Het Boek

Richteren 5:21-31 Het Boek (HTB)

21. Door het geweld van de beek Kison werd de vijand meegesleurd.—Verder moet ik, onverschrokken!

22. Hoor het dreunen van de paardenhoeven van de vijand! Hoor ze eens galopperen!

23. Maar de Engel van de Here zei: vervloekt zijn de burgers van de stad Meroz, omdat zij de Here niet hebben geholpen in de strijd tegen de vijanden.

24. Maar Jaël, de vrouw van de Keniet Eber, zij geprezen boven alle vrouwen die in tenten wonen.

25. Hij vroeg haar om water en zij gaf hem melk, zij bracht hem room in een prachtige kom.

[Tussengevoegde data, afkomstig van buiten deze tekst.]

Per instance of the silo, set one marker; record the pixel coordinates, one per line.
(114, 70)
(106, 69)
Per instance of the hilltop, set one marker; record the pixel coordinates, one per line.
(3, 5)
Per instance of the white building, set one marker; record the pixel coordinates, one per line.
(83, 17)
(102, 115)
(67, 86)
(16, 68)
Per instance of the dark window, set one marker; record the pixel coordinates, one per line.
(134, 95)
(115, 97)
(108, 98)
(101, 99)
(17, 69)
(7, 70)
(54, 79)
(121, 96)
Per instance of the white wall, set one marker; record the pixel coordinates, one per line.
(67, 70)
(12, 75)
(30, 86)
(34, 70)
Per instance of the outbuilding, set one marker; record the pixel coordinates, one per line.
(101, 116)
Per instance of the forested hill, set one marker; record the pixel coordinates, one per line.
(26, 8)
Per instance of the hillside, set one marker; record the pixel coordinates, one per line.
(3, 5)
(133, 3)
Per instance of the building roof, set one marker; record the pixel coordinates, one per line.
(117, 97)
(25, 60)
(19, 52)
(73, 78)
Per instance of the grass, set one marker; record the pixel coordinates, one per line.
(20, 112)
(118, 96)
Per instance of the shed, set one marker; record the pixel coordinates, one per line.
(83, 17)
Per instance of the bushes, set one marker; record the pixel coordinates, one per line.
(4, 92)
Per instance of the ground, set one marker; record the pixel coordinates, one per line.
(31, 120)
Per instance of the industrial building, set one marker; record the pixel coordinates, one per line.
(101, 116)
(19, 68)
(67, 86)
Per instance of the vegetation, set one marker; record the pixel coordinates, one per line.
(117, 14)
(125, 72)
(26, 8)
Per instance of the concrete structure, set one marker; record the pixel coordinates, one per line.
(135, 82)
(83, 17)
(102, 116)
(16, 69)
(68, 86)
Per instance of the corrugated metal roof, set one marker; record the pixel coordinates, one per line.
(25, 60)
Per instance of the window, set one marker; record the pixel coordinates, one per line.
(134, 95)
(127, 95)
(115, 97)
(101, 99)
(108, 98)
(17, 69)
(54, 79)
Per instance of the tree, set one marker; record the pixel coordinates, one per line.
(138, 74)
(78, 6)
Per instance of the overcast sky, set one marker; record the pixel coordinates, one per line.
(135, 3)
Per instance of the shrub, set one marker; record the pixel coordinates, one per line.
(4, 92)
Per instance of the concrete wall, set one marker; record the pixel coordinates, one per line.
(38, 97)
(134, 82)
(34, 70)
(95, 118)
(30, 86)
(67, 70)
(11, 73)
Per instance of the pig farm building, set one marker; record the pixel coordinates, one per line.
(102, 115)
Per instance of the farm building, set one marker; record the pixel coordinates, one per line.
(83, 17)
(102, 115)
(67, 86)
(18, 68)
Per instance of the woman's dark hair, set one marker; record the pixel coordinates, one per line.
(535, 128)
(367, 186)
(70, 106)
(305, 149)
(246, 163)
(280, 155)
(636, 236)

26. Toen pakte zij een tentharing en een timmermanshamer en hamerde op Sisera, doornagelde zijn hoofd, verbrijzelde en doorboorde zijn slapen.

27. Voor haar voeten kromp hij ineen, viel neer en bleef liggen. Ja, hij kromp ineen en bleef ter plekke dood liggen.

28. Sisera's moeder keek uit het raam en riep luid: “Waarom zie ik zijn strijdwagen nog steeds niet komen? Waar blijft het ratelende geluid van zijn wagens?”

29. Maar enkele verstandige hofdames—en ook zijzelf—gaven ten antwoord:

30. “Er is natuurlijk veel buit te verdelen. Dat kost tijd. Iedere man krijgt een paar meisjes, en Sisera zal prachtige geborduurde kleren buitmaken en talrijke geschenken voor mij meenemen.”

31. Och, Here, laten al uw vijanden net als Sisera omkomen! Maar zij die U liefhebben, zullen krachtig stralen als de opgaande zon.’Daarna heersten er veertig jaar rust en vrede in het land.